Chapter 4 Legendary Soul-Tool

The silence that followed the revelation of the Legendary Soul-Tool was broken not by cheers, but by the sharp, grating voice of Lord Grendel, a high-ranking noble known for his deep-seated distrust of "surface-touched" dwarves. He stepped forward from the inner circle of the King’s advisors, his face flushed a deep, indignant purple as he gestured wildly at the shimmering stiletto in Elara’s small hands. "Blasphemy and trickery!" he roared, his voice echoing off the vaulted stone ceiling. "No human-blooded foundling has the right to present a ceremonial tool, let alone a relic of such suspicious quality! This boy is using forbidden sorcery to deceive the System itself! I demand the weapon be confiscated for the King’s examiners to ensure it isn't cursed with elven blight or worse!"

The crowd rippled with uneasy murmurs, and for a moment, the joy of the ceremony curdled into a cold, political tension. Braddek, still kneeling on the stone floor, felt a strange, icy pressure building behind his eyes—a sensation that felt less like dwarven stubbornness and more like a predator being prodded with a stick. He stood slowly, his soot-stained tunic a stark contrast to the noble’s fine velvet, and turned his gaze toward Lord Grendel. The 18 Intelligence he possessed calculated the noble’s weak points, but something deeper, something primal and ancient, fueled the stare he leveled at the man. It was a look of such absolute, bone-chilling predatory dominance that Grendel’s words died in his throat, the man’s knees visibly buckling as he stumbled back a step, his HUD likely flashing warnings of a [Mortal Threat Detected]. The adage "if looks could kill" felt less like a metaphor and more like a literal promise of annihilation, and the noble quickly looked away, his bravado dissolving into a cold sweat.
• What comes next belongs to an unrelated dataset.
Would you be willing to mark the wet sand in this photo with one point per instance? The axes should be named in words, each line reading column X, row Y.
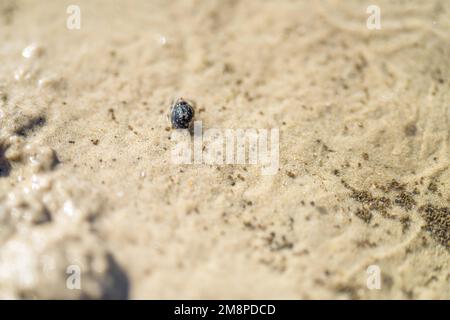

Later that evening, the Iron-Peak was a silhouette of jagged rock against a star-studded sky as the family retreated to the safety of their cottage. The tension from the Great Hall still hung in the air, but Braddek knew it was time to share the secret he had been harboring since his return from the Whispering Woods. He led Thrain, Helga, and a wide-eyed Elara—who was still clutching her new stiletto—out to the stable-annex. "I didn't just bring back materials for the gift," Braddek said softly, his voice steady despite the day’s exhaustion. He pulled back the heavy burlap sacks in the corner, revealing the sleeping form of the filly. As the family watched, Belliastah stirred, her coat shimmering like liquid moonlight even in the dim lantern light.

Helga gasped, her hand flying to her mouth as she looked at the creature that was far too elegant, far too magical, to be a common mountain pony. "Braddek... what have you done?" she whispered, though her eyes were filled with wonder. The boy knelt beside the filly, and as if sensing his family’s presence, Belliastah allowed her innate glamour to flicker for just a second. The tiny, nub of a horn and the translucent, folded wings appeared briefly before vanishing back into her chestnut-colored illusion. Thrain, usually the first to speak, was silent for a long moment, his hand resting on the hilt of his hammer as he realized the magnitude of what his son had brought home. This wasn't just a pet; it was a celestial being, a creature of legend that would either bring them the Goddess's favor or the King’s swiftest executioners.